Joyaux de la voile classique, des plans Fife, Sparkman & Stephens, Phil Rhodes, sloops, yawls, goélettes, ketchs, et autres cotres. En 1963, on dénombre 61 inscrits ! Néerlandais, Anglais, Français se mesurent à armes égales. Le nom du Rochelais Fernand Hervé (par ailleurs l'un des quatre créateurs du Grand pavois) claque au vent. Ses « Eloise », puis « Eloise II » montreront leurs poupes à plus d'un adversaire. « Danycan », autre voilier hébergé à La Rochelle (propriété du comte de Rosanbo), s'illustrera aussi au palmarès.
Renaissance en juillet
Nostalgie. Si l'on excepte l'initiative de quelques passionnés qui attireront dix bateaux au départ en 1992, cette grande classique a bel et bien affalé ses dernières belles voiles classiques. Officiellement depuis 1981.
Or, certaines de ces perles existent encore. Une politique incitative du Musée maritime de La Rochelle, épaulé par le Yacht-club classique, leur propose l'abri du bassin des Chalutiers et des courses rassemblées dans un Challenge atlantique et ses déclinaisons, Coupe des deux phares, et tous les dix ans, Coupes des trois phares. Le patrimoine vit, au départ d'Angleterre et d'Irlande, ou de la pointe Finistère, avec arrivée à La Rochelle. 42 bateaux d'avant 1968, pièces uniques ou de petites séries, s'amarrent ainsi régulièrement au pied de l'encan. Tandis que 200 coques différentes ont pris part à l'une des courses du Challenge classique.

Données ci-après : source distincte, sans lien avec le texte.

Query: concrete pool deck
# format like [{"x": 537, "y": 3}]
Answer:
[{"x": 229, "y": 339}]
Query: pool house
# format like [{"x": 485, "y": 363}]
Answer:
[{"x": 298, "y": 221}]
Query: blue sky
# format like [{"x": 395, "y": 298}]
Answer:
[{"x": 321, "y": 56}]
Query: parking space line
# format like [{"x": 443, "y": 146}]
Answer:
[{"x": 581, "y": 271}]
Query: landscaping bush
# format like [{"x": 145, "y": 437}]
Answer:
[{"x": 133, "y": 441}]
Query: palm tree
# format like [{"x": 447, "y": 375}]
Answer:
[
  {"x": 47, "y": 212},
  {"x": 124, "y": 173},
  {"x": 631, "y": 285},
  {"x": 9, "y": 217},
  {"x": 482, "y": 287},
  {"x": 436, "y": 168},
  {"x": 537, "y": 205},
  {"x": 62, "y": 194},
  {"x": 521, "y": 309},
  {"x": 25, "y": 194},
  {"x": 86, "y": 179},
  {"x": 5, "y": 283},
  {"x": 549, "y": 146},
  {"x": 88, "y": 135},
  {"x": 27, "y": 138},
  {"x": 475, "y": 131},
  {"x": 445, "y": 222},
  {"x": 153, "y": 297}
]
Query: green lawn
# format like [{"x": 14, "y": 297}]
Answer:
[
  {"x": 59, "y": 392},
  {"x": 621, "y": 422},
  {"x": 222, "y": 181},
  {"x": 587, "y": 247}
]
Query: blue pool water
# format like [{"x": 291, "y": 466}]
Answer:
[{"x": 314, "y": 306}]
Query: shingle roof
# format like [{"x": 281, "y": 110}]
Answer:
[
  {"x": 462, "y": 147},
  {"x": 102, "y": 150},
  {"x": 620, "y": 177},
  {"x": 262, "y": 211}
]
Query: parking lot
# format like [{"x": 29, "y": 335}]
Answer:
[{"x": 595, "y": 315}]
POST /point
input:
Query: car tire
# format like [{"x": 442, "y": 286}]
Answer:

Un creuset qui autorise à caresser un rêve : en juillet prochain, pour fêter les 20 ans de la Coupe des deux phares, Yacht club classique et Musée maritime remettent la Plymouth- La Rochelle à l'ordre du jour. Départ d'Angleterre le 25 juillet et déjà une vingtaine de pré-inscriptions.
 

PLYMOUTH- LA ROCHELLE revival 2012.

Ce 1er août 2012, le Vieux Port de La Rochelle était en fête et les promeneurs pouvaient admirer la parade d’une trentaine de yachts classiques dont la plupart venaient de participer à la Coupe des 2 phares et à la course Plymouth-La Rochelle. Tradition oblige, les équipages furent reçus, un peu plus tard, à la Mairie puis dans les locaux du Musée Maritime pour un non moins traditionnel repas des équipages. Et c’est dans une ambiance festive et amicale comme en témoigne the « Mabel’s song » que se clôturait l’évènement le plus marquant du CCMA 2012.
Quelques mois plus tôt, le Royal Western Yacht Club et le Yacht Club Classique s’étaient accordés pour faire resurgir de l’histoire de la plaisance cette course mythique. L’engouement fut immédiat et tout fut mis en œuvre pour la réussite de cette course ancrée dans la mémoire rochelaise. Il importait aussi de marquer la 20ème édition de la Coupe des 2 Phares.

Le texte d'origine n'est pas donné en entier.